Apple granted 20 percent more patents in 2011 over 2010
updated 08:45 pm EST, Wed January 11, 2012
Ranked 39th among companies in the US
Apple is widely recognized as one of the most innovative companies in technology, and also the most valuable, but when it comes to patents it is ranked 39th among companies with inventions patented in the US in 2011, AppleInsider reports. The ranking is a significant improvement for the Mac maker over last year, when it was awarded 563 patents and was rated number 46. IBM and Samsung were the two top-rated companies.
IBM has been the top-rated inventor company for a number of years, and was awarded 6,180 patents in 2011. Second-place Samsung won 4,894 patents, with Canon, Panasonic and Toshiba rounding out the top five with an average of over 2,500 patents each.

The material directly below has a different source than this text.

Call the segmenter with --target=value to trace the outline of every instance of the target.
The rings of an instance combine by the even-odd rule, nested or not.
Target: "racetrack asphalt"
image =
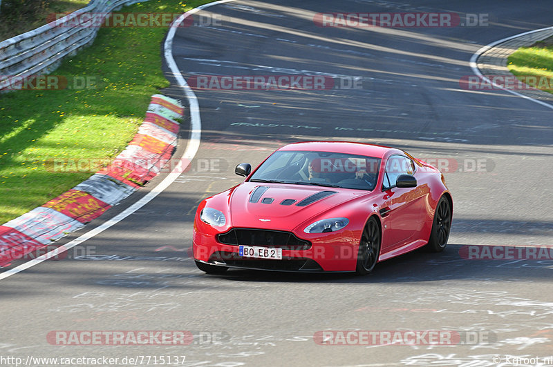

Other technology companies ranked ahead of Apple in terms of patents include Microsoft (sixth place with 2,311 patents), Hewlett-Packard (14th, 1,308), Intel (16th, 1,244) and AT&T (35th, 721 patents).
Apple's increase of 20 percent in the number of patents in 2011 is nothing compared to the gain in 2010, when it almost doubled the number of patents awarded from its 2009 total of 289 (the 2009 total was itself nearly a doubling of its 2008 record 186 patents). IBM and Samsung held the top two spots in 2010, but Microsoft was in third place that year.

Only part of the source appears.